Insieme-4
di ENZO BIANCHI
Questa crisi può anche diventare stimolo per riscoprire il valore non solo del lavoro ma, prima ancora, della persona che lavora
Rocca, maggio 2012
di ENZO BIANCHI
«Un uomo interrogò un monaco del deserto di Tebe: “Abba, come potrò essere salvato?”. E l’anziano rispose: “Siedi nella tua cella e fa’ silenzio, esamina i tuoi peccati e guardati dal giudicare qualcuno, non accettare doni da nessuno, ma le tue mani siano sufficienti per il tuo nutrimento: se non sei capace di fare doni con il frutto del tuo lavoro, almeno soddisfa con le tue mani le necessità del tuo corpo”». In tutta la tradizione monastica, fin dalla più antica, il lavoro è visto in stretta connessione con la povertà e la condivisione, atteggiamenti cristiani su cui ci siamo soffermati nelle riflessioni dei mesi precedenti. Del resto, già il Nuovo Testamento è esplicito in tal senso: “Ciascuno lavori con le proprie mani, in modo da fare il bene e soccorrere i bisognosi” (Ef 4,28), “Chi non vuole lavorare neppure mangi ... Noi chiediamo e invitiamo nel Signore Gesù Cristo a lavorare in pace e a mangiare il pane che si è guadagnato” (2Ts 3,10.12).

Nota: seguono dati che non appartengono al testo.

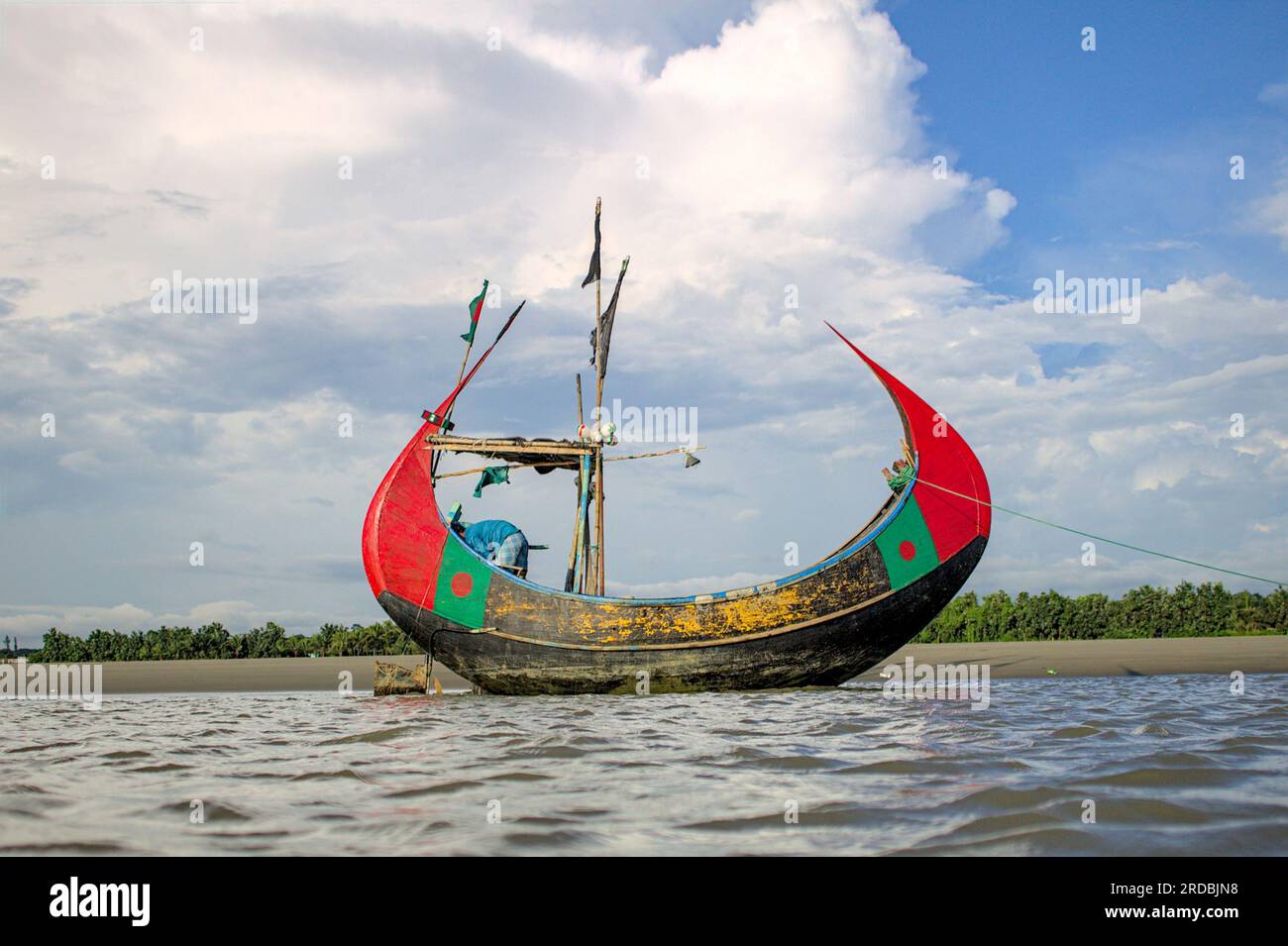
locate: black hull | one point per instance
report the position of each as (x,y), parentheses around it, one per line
(825,653)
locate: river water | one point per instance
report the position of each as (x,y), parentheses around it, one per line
(1171,765)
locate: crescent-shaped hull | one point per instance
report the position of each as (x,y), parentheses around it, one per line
(820,626)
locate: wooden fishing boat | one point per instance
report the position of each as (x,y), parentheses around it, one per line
(820,626)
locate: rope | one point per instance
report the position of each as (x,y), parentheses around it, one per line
(1102,538)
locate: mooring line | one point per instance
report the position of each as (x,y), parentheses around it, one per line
(1102,538)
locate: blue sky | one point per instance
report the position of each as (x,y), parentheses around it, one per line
(1109,150)
(746,155)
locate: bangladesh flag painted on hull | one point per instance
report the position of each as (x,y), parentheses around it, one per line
(906,546)
(463,583)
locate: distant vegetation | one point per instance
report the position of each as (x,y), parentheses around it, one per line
(211,641)
(1188,610)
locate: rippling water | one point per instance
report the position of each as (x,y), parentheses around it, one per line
(1175,765)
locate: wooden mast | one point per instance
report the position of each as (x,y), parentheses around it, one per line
(570,578)
(469,345)
(597,572)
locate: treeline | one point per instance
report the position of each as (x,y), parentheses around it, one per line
(1188,610)
(214,641)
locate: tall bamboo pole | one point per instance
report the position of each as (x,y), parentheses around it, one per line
(460,376)
(597,575)
(599,491)
(576,528)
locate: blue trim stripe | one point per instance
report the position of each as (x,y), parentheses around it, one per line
(720,594)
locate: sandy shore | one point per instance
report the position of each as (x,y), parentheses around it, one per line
(1050,659)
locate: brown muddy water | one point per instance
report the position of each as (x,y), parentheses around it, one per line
(1173,766)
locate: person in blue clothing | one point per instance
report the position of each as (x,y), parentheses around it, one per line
(494,540)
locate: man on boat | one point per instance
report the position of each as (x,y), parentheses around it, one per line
(494,540)
(902,473)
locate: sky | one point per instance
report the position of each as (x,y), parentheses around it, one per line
(905,170)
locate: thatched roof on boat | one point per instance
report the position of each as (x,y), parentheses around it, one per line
(542,455)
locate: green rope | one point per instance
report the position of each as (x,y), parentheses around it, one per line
(1102,538)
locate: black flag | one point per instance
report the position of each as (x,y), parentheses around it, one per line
(604,330)
(592,273)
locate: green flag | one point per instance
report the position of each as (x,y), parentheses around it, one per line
(476,310)
(493,473)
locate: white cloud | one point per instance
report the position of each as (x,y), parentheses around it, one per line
(787,151)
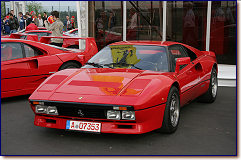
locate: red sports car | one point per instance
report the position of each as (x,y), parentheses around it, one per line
(127,88)
(26,64)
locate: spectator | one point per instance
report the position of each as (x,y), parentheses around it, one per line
(35,19)
(111,22)
(13,23)
(6,25)
(72,22)
(29,19)
(25,20)
(13,14)
(45,17)
(21,21)
(31,26)
(57,29)
(67,24)
(41,22)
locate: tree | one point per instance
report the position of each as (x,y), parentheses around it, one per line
(3,9)
(34,6)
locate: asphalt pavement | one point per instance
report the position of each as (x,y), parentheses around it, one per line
(204,129)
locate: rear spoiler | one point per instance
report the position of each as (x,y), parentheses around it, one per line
(71,41)
(209,53)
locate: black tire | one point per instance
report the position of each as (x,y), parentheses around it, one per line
(69,65)
(169,124)
(211,94)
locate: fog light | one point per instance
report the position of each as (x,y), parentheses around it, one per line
(113,114)
(40,109)
(52,110)
(130,115)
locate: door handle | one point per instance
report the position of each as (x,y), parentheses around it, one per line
(189,72)
(33,63)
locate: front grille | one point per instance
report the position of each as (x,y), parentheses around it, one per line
(81,112)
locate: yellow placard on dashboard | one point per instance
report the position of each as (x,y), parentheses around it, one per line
(124,54)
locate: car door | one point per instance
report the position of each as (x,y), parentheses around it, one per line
(188,75)
(41,64)
(15,68)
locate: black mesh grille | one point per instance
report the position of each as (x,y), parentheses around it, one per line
(81,112)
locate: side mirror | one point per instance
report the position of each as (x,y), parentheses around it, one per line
(32,37)
(181,61)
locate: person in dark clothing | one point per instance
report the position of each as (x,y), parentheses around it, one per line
(13,23)
(44,18)
(21,21)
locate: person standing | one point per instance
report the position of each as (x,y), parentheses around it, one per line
(41,22)
(44,18)
(72,22)
(35,19)
(67,23)
(21,21)
(29,19)
(57,29)
(13,23)
(31,26)
(6,25)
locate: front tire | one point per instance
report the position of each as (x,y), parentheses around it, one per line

“Guadagnarsi il pane con il sudore della fronte”, “lavorare con le proprie mani” sono espressioni bibliche legate a un’economia agricola, pastorale e artigiana che indicano ancora oggi, nel nostro mondo post-industriale, l’assoluta necessità di lavorare con tutte le capacità di cui ciascuno dispone: è elemento primario della “povertà” intesa come valore di non sottomissione al denaro, di non dipendenza dalla ricchezza e dai beni, di libertà nel custodire e alimentare la dignità propria di ciascun essere umano. Lavorare è anche imparare a conoscere il valore delle cose – la fatica che sono costate, la bellezza che racchiudono, l’utilità cui sono destinate – e a non scambiarlo con il loro prezzo.